Governance also works in tandem with robust security. AI expands the attack surface, introducing risks such as prompt-based data leakage, model vulnerabilities, and adversarial inputs. Protecting sensitive information requires strong access controls, monitoring, and oversight. 治理也与强大的安全性相辅相成。AI 扩大了攻击面,引入了诸如基于提示词的数据泄露、模型漏洞和对抗性输入等风险。保护敏感信息需要严格的访问控制、监控和监督。

For governance systems to support transparent, compliant, trustworthy, and cost-effective AI, organizations cannot leave them as a layer to add later. Governance structures need to be embedded into architecture, workflows, and decision-making processes from the outset. When governance is established from the start, it enables robust observability. 为了使治理系统能够支持透明、合规、可信且具有成本效益的 AI,组织不能将其视为事后添加的层级。治理结构需要从一开始就嵌入到架构、工作流和决策过程中。当治理从一开始就建立起来时,它就能实现强大的可观测性。

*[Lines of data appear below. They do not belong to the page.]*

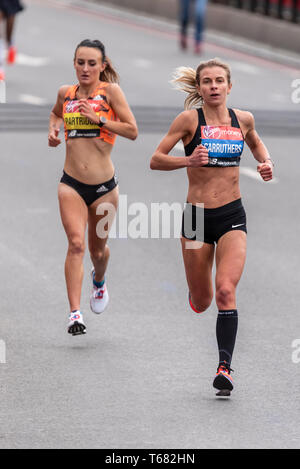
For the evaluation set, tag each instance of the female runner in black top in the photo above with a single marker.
(213, 136)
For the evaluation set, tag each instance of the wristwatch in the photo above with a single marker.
(102, 121)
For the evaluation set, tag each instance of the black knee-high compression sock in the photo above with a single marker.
(227, 324)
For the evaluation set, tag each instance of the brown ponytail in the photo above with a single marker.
(109, 74)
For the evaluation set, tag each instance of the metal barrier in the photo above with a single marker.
(288, 10)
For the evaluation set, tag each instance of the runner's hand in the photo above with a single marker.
(86, 110)
(266, 171)
(53, 140)
(199, 157)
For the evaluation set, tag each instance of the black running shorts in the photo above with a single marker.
(89, 192)
(213, 222)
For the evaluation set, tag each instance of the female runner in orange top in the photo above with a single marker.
(213, 136)
(94, 112)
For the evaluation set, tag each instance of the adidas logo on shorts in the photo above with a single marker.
(102, 189)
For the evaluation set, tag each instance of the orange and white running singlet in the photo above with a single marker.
(78, 126)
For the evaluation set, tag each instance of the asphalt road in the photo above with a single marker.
(141, 377)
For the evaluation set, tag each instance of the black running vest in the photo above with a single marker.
(225, 143)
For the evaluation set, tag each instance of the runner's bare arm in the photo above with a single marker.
(56, 118)
(257, 147)
(180, 128)
(126, 126)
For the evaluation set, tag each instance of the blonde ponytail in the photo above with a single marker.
(187, 79)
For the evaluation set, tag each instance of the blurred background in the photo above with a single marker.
(142, 376)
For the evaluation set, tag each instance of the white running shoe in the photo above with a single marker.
(76, 325)
(99, 297)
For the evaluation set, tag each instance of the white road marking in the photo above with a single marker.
(29, 99)
(252, 173)
(23, 59)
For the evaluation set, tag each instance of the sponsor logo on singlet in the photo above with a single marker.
(224, 143)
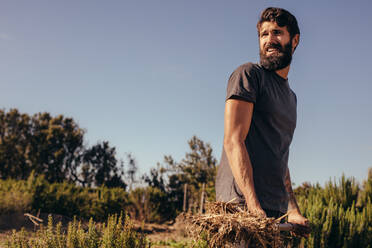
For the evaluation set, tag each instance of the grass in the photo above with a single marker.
(117, 232)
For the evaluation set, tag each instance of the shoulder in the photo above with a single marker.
(249, 69)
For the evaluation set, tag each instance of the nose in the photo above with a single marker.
(272, 37)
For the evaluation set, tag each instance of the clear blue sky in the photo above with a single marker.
(147, 75)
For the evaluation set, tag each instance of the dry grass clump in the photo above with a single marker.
(227, 224)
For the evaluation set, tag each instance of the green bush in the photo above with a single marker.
(61, 198)
(336, 221)
(117, 232)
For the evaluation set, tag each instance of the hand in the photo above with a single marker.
(256, 210)
(301, 224)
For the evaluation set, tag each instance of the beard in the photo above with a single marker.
(278, 60)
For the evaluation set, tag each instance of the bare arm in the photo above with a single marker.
(238, 116)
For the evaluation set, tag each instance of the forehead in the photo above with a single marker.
(267, 26)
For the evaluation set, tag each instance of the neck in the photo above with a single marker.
(283, 72)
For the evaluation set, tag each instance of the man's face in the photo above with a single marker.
(275, 46)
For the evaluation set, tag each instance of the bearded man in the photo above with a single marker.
(259, 122)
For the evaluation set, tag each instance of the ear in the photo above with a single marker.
(295, 41)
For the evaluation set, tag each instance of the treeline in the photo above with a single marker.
(340, 213)
(62, 175)
(54, 147)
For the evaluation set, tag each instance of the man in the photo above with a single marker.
(260, 118)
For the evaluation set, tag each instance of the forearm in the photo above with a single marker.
(241, 168)
(292, 203)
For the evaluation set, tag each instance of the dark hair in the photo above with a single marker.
(282, 17)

Observability helps organizations understand how AI applications are performing in practice. Mechanisms for LLM observability and benchmarking allow teams to assess accuracy and utility over time, monitor adoption patterns, and adjust systems as conditions change. Real-time visibility into AI behavior allows organizations to measure performance against expectations, identify gaps between intent and reality, and continuously refine systems as requirements evolve. 可观测性有助于组织了解 AI 应用在实践中的表现。LLM 可观测性和基准测试机制使团队能够评估长期的准确性和效用,监控采用模式,并根据情况变化调整系统。对 AI 行为的实时可见性使组织能够对照预期衡量性能,识别意图与现实之间的差距,并随着需求的变化不断优化系统。